When many people think of small business federal contractors, they probably picture a local business and not a subsidiary of a foreign entity. But this image isn’t always accurate—small business federal contractors don’t often neatly fit in the mold of local, mom-and-pop shops.
The SBA’s small business regulations confirm this to be true. Indeed, to qualify as a small business for most federal contracting purposes, a company can be a subsidiary of a foreign firm—so long as certain criteria are met. This point was recently affirmed by the SBA Office of Hearings and Appeals, when it found that a domestic affiliate of an international conglomerate qualified as a small business.
In Size Appeal of Global Summit, Inc., SBA No. SIZ-5804 (2017), OHA considered an appeal of a size determination that found LORENZ International to be an eligible small business under an FDA procurement for software maintenance and support services. Among the issues considered was LORENZ’s eligibility as a supposedly-foreign company.
LORENZ is the American subsidiary of LORENZ Archiv, a German company that also owns subsidiaries in Germany, Canada, India, and the United Kingdom. According to the protester (Global Summit, Inc.), because most of the business conducted by this family of companies occurred outside of the United States, LORENZ was not an eligible small business under SBA’s regulations.

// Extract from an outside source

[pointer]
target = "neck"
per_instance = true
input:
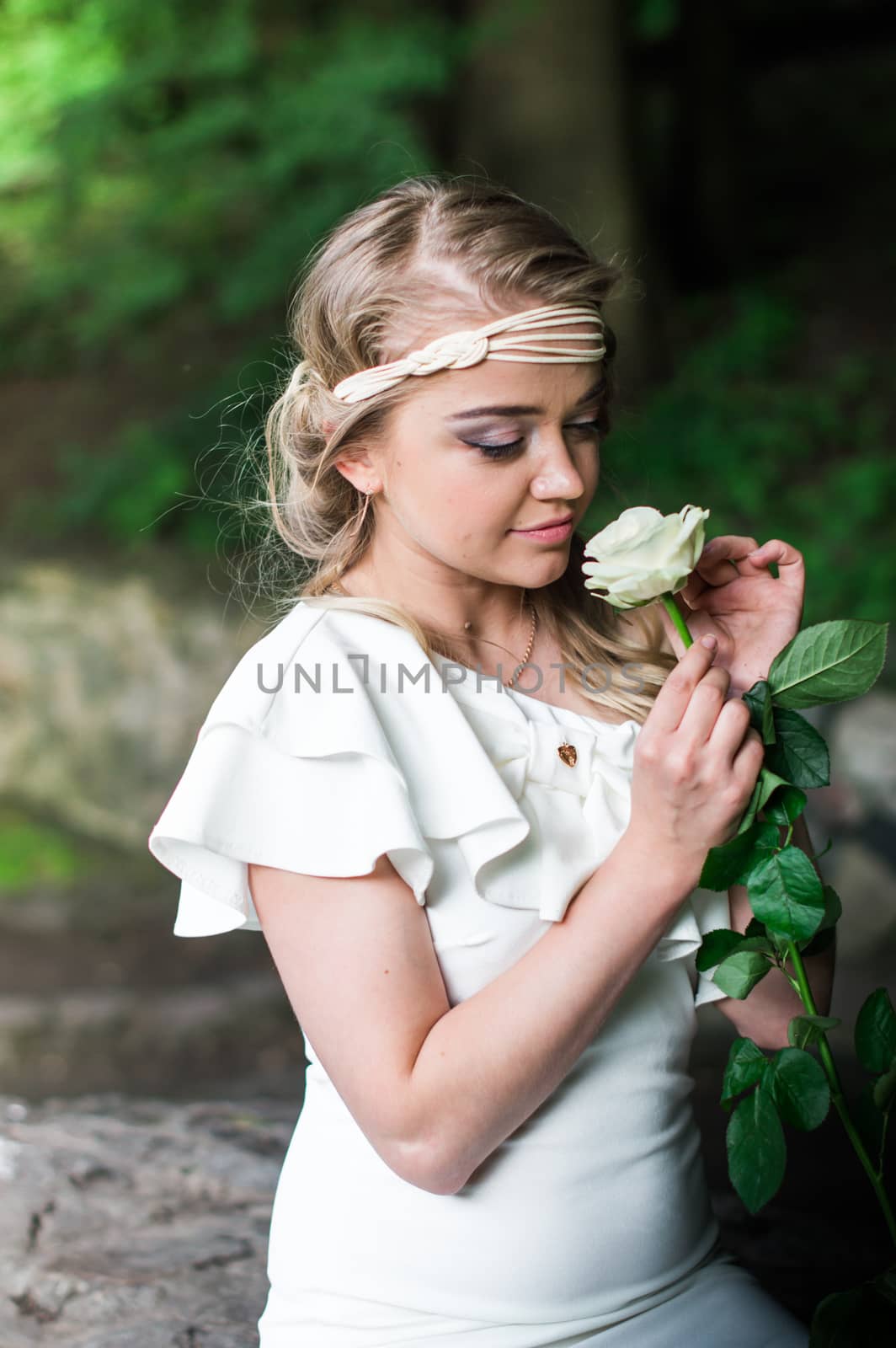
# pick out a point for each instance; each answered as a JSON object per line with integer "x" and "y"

The regulations, in pertinent part, define a business concern eligible for assistance from SBA as a small business (including participation in small business contracting programs) as “a business entity organized for profit, with a place of business located in the United States, and which operates primarily within the United States or which makes a significant contribution to the U.S. economy through payment of taxes or use of American products, materials or labor.” 13 C.F.R. § 121.105(a)(1).
Citing this definition, OHA wrote that it has “long recognized” that the SBA’s regulations “[do] not bar foreign-owned small businesses from participating in small business set-asides, provided that the small business is based in the U.S. and contributes to the U.S. economy.” In this case, LORENZ provided evidence showing that it had a location in the United States “and has made contributions to the U.S. economy by paying U.S. taxes and employing American workers.” Thus, OHA held, LORENZ qualified as a “business concern eligible for assistance from SBA as a small business.”
What about LORENZ’s parent company and sister companies? The SBA Area Office considered them to be affiliates, but held that the affiliations did not cause LORENZ to exceed the applicable size standard. Global Summit did not present any evidence to demonstrate that the Area Office’s math was wrong.
OHA denied Global Summit’s appeal and affirmed the SBA’s size determination.
At their most basic, SBA’s regulations are designed to foster small business participation in federal contracting programs. Global Summit shows that this participation is encouraged even among small American affiliates of international firms, so long as these businesses have a location in the United States and contribute to the U.S. economy.